C’è stato un momento della mia vita in cui per me il giornalismo era Vittorio Zucconi. Lavoravo già a Repubblica, cronista delle ultime file, e la mattina correvo a sfogliare il giornale in cerca del suo articolo. Era sempre in prima pagina e aveva degli attacchi sfavillanti, di qualunque cosa scrivesse sembrava che ti stesse portando nel paese delle meraviglie.
Con il tempo mi resi conto che certi dettagli, certe frasi che lui attribuiva a questo o quello, erano troppo belle per essere vere, e se anche fossero state vere lui non poteva davvero saperlo. Non era lì mentre il presidente degli Stati Uniti incontrava quello dell’Unione Sovietica. Questo per dire che i suoi bellissimi articoli non erano sempre esatti, spesso cedevano il passo al romanzo, ma coglievano la sostanza delle cose come pochi altri erano capaci di fare.

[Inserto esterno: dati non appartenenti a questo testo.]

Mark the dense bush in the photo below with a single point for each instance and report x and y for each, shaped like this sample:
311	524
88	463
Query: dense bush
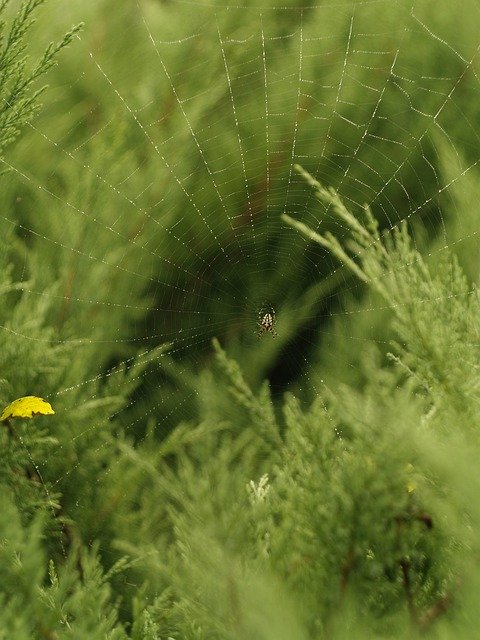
197	481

Lo conobbi finalmente nel 1999, io avevo 34 anni e stavo girando il mondo per studiare questa nuova tecnologia chiamata Internet. Tra la Silicon Valley e Tokyo mi fermai a Auckland in Nuova Zelanda. Non per caso. C’era la Coppa America di Luna Rossa, una impresa epica e naturalmente lui era lì. Di quei tre giorni trascorsi assieme ricordo la sua travolgente umanità, la sua allegria contagiosa, la sua febbrile curiosità. In un giorno senza regate affittammo una macchina per andare a scoprire la spiaggia dove avevano girato un film magnifico, Lezioni di Piano.

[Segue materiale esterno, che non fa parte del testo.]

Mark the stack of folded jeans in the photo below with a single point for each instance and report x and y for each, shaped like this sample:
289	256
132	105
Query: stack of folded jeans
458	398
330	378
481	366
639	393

Credo che fu allora che gli dissi che avevo letto anche tutti i suoi libri, e in particolare ne avevo amato uno sul giornalismo. E gli citai la frase che lui attribuiva a un anziano giornalista americano, chissà se l’aveva davvero mai pronunciata. Era questa, più o meno: Alla fine dissero che aveva dato la sua vita per il giornalismo, non capendo che era il giornalismo che gli aveva dato la vita. Ciao Vittorio, grazie, è stato bello ascoltarti.